Off on the bike. It was easy for the first 40 miles- all downhill that course- and then you turn and start climbing Richter Pass. My computer said I was going 7 mph. And this was a 7 mile climb. Doing the math, I settled in for a long climb. I stopped to pee a couple times. I stopped for my special needs bag at like 75 miles or wherever that was, sat down on the side of the road and ate my peanut butter and jelly sandwich and drank my Sunny Delight juice. YES. I did that. What did I know? It was a long day and a girl's gotta eat lunch, right? I also had my Nutter Butters for dessert.
Back on the bike, my knee was hurting pretty badly. I had never ridden this far before and had it in my head that maybe I wouldn't be able to do it. And at the mile 90 aid station- right before the Yellow Lake climb, I stopped and told the people at the aid station that I wanted to drop out. They called for a support van to come pick me up.
So I waited. And waited. Like 20 minutes went by and still no van. I was getting impatient. I asked one of the volunteers at that aid station how long the climb was. She told me it was 3K. She lied, but I didn't know that at the time. I figured I could pedal one-legged up that climb and then I knew the last 20 miles into town were pretty much downhill so I could coast a lot. Riding in would be quicker than waiting for that darn van. I would drop out of the race once I get done with the bike.
So I finished the bike and then I swear this part is all a big blur. Someone took my bike and led me to the change tent where these women just took control and dressed me in my running clothes and tied my shoes on my feet and stood me up and pushed me out the exit of the tent. I remember repeating, "I don't feel like running a marathon right now..." several times and they kept telling me that I was doing great and I'd be fine. I stumbled out of that tent with a bagel in one hand and potato chips in the other and onto the marathon course.
For future reference, be assured that those ladies in the T2 tent KNOW that you don't feel like running a marathon at that point and seriously must be trained to ignore you when you tell them so.

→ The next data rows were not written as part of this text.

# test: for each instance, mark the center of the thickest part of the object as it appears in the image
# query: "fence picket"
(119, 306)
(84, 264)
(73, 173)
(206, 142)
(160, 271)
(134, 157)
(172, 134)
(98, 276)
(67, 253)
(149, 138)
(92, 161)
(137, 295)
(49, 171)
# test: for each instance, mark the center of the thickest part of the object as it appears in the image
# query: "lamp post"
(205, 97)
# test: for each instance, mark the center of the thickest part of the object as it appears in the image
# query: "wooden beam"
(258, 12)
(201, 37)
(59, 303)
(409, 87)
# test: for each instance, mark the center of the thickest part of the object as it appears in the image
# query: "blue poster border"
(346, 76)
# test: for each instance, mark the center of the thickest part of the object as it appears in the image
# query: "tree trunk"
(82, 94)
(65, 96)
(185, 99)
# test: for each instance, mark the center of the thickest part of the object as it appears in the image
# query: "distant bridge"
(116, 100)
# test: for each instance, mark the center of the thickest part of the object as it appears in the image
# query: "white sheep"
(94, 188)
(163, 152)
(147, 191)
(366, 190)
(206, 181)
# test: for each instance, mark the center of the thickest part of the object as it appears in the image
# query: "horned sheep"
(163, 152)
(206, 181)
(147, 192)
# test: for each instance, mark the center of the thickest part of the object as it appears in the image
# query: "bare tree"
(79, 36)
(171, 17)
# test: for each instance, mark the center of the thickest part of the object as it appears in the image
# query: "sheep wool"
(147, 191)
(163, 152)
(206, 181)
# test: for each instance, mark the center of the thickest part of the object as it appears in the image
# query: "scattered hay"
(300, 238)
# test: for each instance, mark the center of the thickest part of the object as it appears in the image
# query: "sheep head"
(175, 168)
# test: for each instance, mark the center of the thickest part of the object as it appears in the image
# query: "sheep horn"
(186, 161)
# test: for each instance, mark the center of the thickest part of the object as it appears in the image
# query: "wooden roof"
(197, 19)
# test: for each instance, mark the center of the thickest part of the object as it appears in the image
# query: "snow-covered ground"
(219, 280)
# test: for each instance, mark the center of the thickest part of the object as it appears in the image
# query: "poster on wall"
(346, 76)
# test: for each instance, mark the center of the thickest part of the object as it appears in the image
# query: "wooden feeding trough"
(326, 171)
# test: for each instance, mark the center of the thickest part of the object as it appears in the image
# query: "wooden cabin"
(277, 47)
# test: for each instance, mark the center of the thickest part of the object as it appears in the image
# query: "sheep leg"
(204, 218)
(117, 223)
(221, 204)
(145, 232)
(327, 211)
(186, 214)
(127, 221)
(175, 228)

So there I was, walking out of T2, when I vaguely remember the announcer saying something to the crowd about cheering me on to get me running. I obeyed the orders of the announcer and took a couple running steps and (in my own mind anyway) the whole crowd went wild. I remember thinking in my daze, "Wow. They really want me to run."
So off I went. To my complete surprise, I was able to run! I plodded along for about 13 miles and then right near the turn around I stopped in one of those lovely port-a-potties to pee. Um, holy cow it hurt to squat. My knees both felt THRASHED.
At that point, I was 13 miles from the finish line, which didn't really seem that far in the context of the day. My knees were done running, so I started walking. I walked. And walked. And walked. Every step brought me closer to that finish line. And after 14 hours and 21 minutes, cross the finish line I did! Totally in tears of disbelief! I did it! I was an Ironman. I got my tatoo the next day. :)
Jamie and Brian also finished in 15+ hours. Jamie waited for Brian to get out of the water, they did the bike together, sat in a hot tub at T2 for a while, and then Jamie went ahead on the run when Brian stopped on the side of the road to take a nap and to get a massage at some point.
Those were the days, eh? I suspect my day in Kona will be quite different from that day 12 years ago in Canada. First of all, Jen would kill me if I stopped for PB+J and Sunny D on the bike... but an IM finish is an IM finish and I hope I'm as proud of this finish as I was of that one.